Re: max_standby_delay considered harmful

From: Robert Haas <robertmhaas(at)gmail(dot)com>
To: Andres Freund <andres(at)anarazel(dot)de>
Cc: Florian Pflug <fgp(at)phlo(dot)org>, Dimitri Fontaine <dfontaine(at)hi-media(dot)com>, Tom Lane <tgl(at)sss(dot)pgh(dot)pa(dot)us>, pgsql-hackers(at)postgresql(dot)org, Bruce Momjian <bruce(at)momjian(dot)us>, Greg Smith <greg(at)2ndquadrant(dot)com>, Simon Riggs <simon(at)2ndquadrant(dot)com>, Josh Berkus <josh(at)agliodbs(dot)com>
Subject: Re: max_standby_delay considered harmful
Date: 2010-05-10 00:56:09
Message-ID: AANLkTinWKJ4tfP_IoZs1iR3Bt1vyORftczsFlhTGtbWw@mail.gmail.com
Views: Raw Message | Whole Thread | Download mbox | Resend email
Thread:
Lists: pgsql-hackers

On Sun, May 9, 2010 at 6:58 PM, Andres Freund <andres(at)anarazel(dot)de> wrote:
> On Monday 10 May 2010 00:25:44 Florian Pflug wrote:
>> On May 9, 2010, at 22:01 , Robert Haas wrote:
>> > On Sun, May 9, 2010 at 3:09 PM, Dimitri Fontaine <dfontaine(at)hi-media(dot)com>
> wrote:
>> >> Florian Pflug <fgp(at)phlo(dot)org> writes:
>> >>> The only remaining option is to continue applying WAL until you reach
>> >>> a point where no locks are held, then pause. But from a user's POV
>> >>> that is nearly indistinguishable from simply setting
>> >>> hot_standby_conflict_winner to in the first place I think.
>> >>
>> >> Not really, the use case would be using the slave as a reporting server,
>> >> you know you have say 4 hours of reporting queries during which you will
>> >> pause the recovery. So it's ok for the pause command to take time.
>> >
>> > Seems like it could take FOREVER on a busy system.  Surely that's not
>> > OK.  The fact that Hot Standby has to take exclusive locks that can't
>> > be released until WAL replay has progressed to a certain point seems
>> > like a fairly serious wart.
>>
>> If this is a serious wart then it's not one of hot standby, but one of
>> postgres proper. AccessExclusiveLocks (SELECT-blocking locks that is, as
>> opposed to UPDATE/DELETE-blocking locks) are never necessary from a
>> correctness POV, they're only there for implementation reasons.
>>
>> Getting rid of them doesn't seem completely insurmountable either - just as
>> multiple row versions remove the need to block SELECTs dues to concurrent
>> UPDATEs, multiple datafile versions could remove the need to block SELECTs
>> due to concurrent ALTERs. But people seem to live with them quite well,
>> judged from the amount of work put into getting rid of them (zero). I
>> therefore fail to see why they should pose a significant problem in HS
>> setups.
> The difference is that in HS you have to wait for a moment where *no exclusive
> lock at all* exist, possibly without contending for any of them, while on the
> master you might not even blocked by the existence of any of those locks.
>
> If you have two sessions which in overlapping transactions lock different
> tables exlusively you have no problem shutting the master down, but you will
> never reach a point where no exclusive lock is taken on the slave.

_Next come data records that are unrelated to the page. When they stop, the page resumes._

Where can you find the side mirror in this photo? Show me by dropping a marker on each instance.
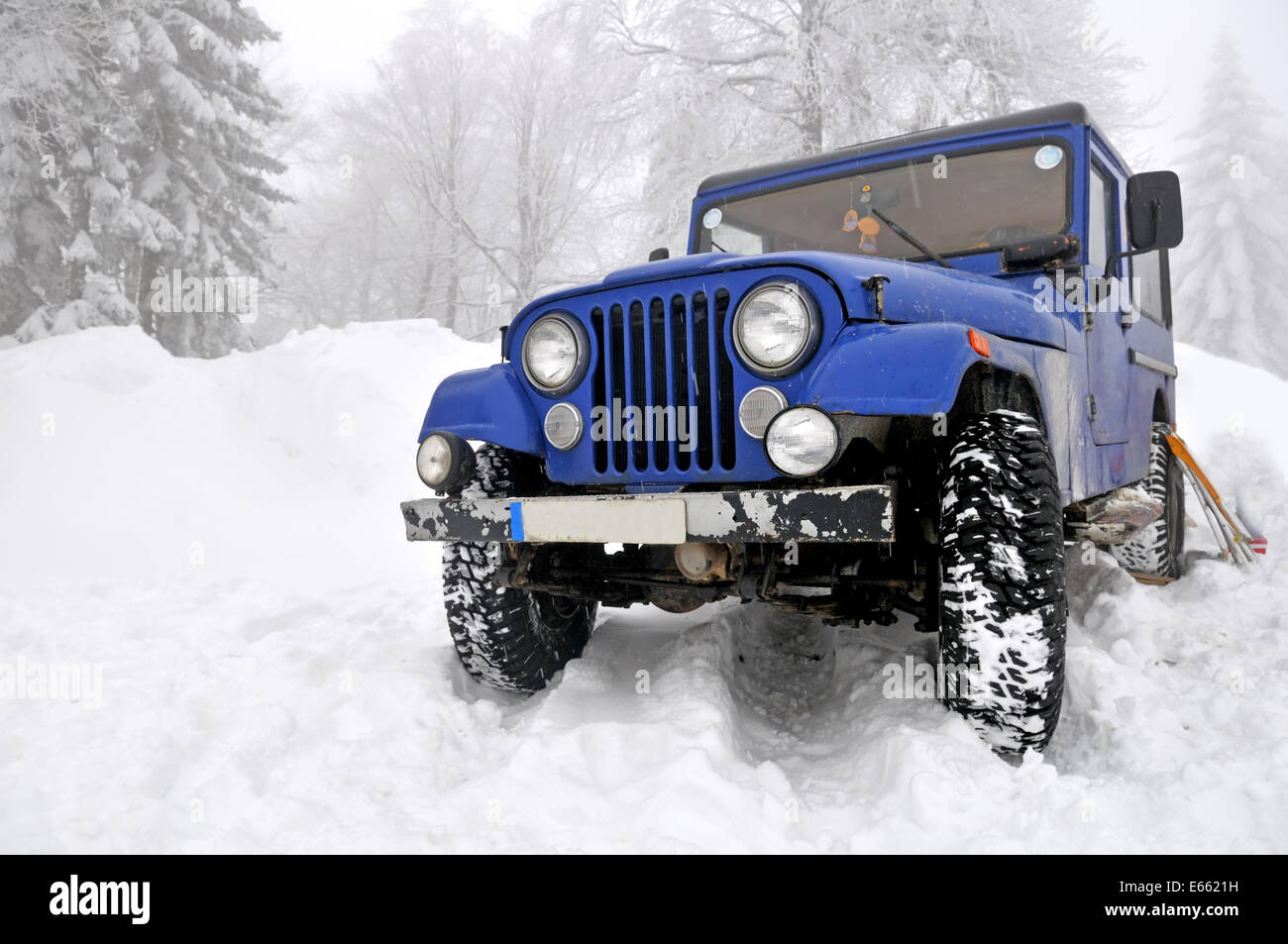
(1039, 253)
(1154, 210)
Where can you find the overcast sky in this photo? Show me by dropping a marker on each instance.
(329, 46)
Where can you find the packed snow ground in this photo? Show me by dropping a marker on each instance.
(223, 539)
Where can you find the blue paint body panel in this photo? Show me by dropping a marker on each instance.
(911, 364)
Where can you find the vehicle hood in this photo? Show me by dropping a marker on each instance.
(917, 292)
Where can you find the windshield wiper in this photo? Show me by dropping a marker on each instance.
(909, 237)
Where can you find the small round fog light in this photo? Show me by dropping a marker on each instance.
(802, 442)
(563, 425)
(758, 408)
(445, 462)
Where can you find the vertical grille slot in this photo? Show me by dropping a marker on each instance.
(599, 387)
(660, 381)
(639, 385)
(617, 387)
(681, 378)
(724, 385)
(666, 357)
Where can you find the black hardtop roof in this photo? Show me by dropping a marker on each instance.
(1065, 114)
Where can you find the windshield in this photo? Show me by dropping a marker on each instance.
(951, 204)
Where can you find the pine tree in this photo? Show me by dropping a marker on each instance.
(201, 196)
(1227, 274)
(129, 149)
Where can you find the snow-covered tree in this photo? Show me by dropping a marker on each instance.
(1229, 294)
(773, 78)
(130, 149)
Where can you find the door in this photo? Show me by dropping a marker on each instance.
(1107, 342)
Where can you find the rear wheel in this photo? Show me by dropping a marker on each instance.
(1157, 549)
(506, 638)
(1003, 599)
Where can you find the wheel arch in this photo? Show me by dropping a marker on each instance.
(986, 386)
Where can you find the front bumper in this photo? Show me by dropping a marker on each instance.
(842, 514)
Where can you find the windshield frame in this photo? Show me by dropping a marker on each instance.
(700, 236)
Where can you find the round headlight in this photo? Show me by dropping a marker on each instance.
(563, 425)
(774, 327)
(802, 442)
(758, 408)
(445, 462)
(552, 353)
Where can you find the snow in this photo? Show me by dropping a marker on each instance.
(222, 539)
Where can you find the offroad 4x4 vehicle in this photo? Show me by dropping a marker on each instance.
(898, 376)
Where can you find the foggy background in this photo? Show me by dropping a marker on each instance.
(430, 158)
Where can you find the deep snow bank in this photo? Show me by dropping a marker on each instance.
(223, 540)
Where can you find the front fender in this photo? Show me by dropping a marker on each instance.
(906, 369)
(487, 404)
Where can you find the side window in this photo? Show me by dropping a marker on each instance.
(1100, 219)
(1147, 286)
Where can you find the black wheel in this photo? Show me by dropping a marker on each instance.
(507, 639)
(1003, 609)
(1157, 549)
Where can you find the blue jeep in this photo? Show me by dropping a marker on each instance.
(893, 377)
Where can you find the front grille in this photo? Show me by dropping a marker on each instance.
(664, 357)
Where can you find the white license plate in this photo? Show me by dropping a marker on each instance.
(599, 520)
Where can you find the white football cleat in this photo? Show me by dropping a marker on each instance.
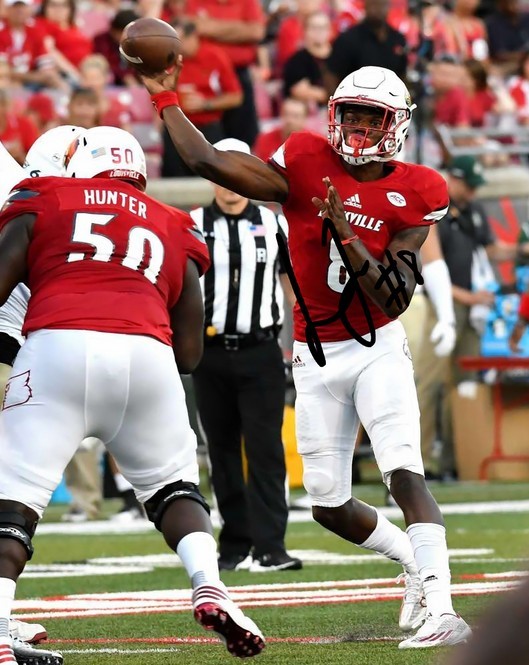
(31, 633)
(441, 631)
(413, 607)
(214, 610)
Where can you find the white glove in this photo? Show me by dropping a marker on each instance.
(444, 338)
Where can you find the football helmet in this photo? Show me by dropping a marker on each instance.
(376, 88)
(46, 155)
(106, 152)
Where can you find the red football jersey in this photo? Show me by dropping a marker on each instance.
(409, 196)
(103, 256)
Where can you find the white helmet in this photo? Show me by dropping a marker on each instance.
(374, 87)
(46, 155)
(106, 152)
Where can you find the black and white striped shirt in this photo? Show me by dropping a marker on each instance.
(242, 293)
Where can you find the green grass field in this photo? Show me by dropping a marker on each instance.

A possible solution to this in the shutdown case is to kill anyone
waiting on a lock held by the startup process at the same time we kill
the startup process, and to kill anyone who subsequently waits for
such a lock as soon as they attempt to take it. I'm not sure if this
would also make sense in the pause case.

Another possible solution would be to try to figure out if there's a
way to delay application of WAL that requires the taking of AELs to
the point where we could apply it all at once. That might not be
feasible, though, or only in some cases, and it's certainly 9.1
material (at least) in any case.

Anyway, this is all a little off-topic. We need to get back to
arguing about how best to cut the legs out from under a feature that's
been in the tree for six months but Tom didn't get around to looking
at until last week. I'll restate my position: now that I understand
what the issues are (I think), the feature as currently implemented
seems pretty wonky, but cutting it down to a boolean seems like an
exercise in excessive pessimism about our ability to predict future
development directions, as well as possibly quite inconvenient for
people attempting to use Hot Standby. Therefore I think we should
adopt Tom's original proposal (with +1 also from Stephen Frost), but
that doesn't seem likely to fly because, on the one hand, we have Tom
himself arguing (along with Bruce and possibly Heikki) that we should
whack it down all the way to a boolean; and on the other hand Simon
and Greg Smith and I think also Andres Freund and Kevin Grittner
arguing that the original feature is OK as-is.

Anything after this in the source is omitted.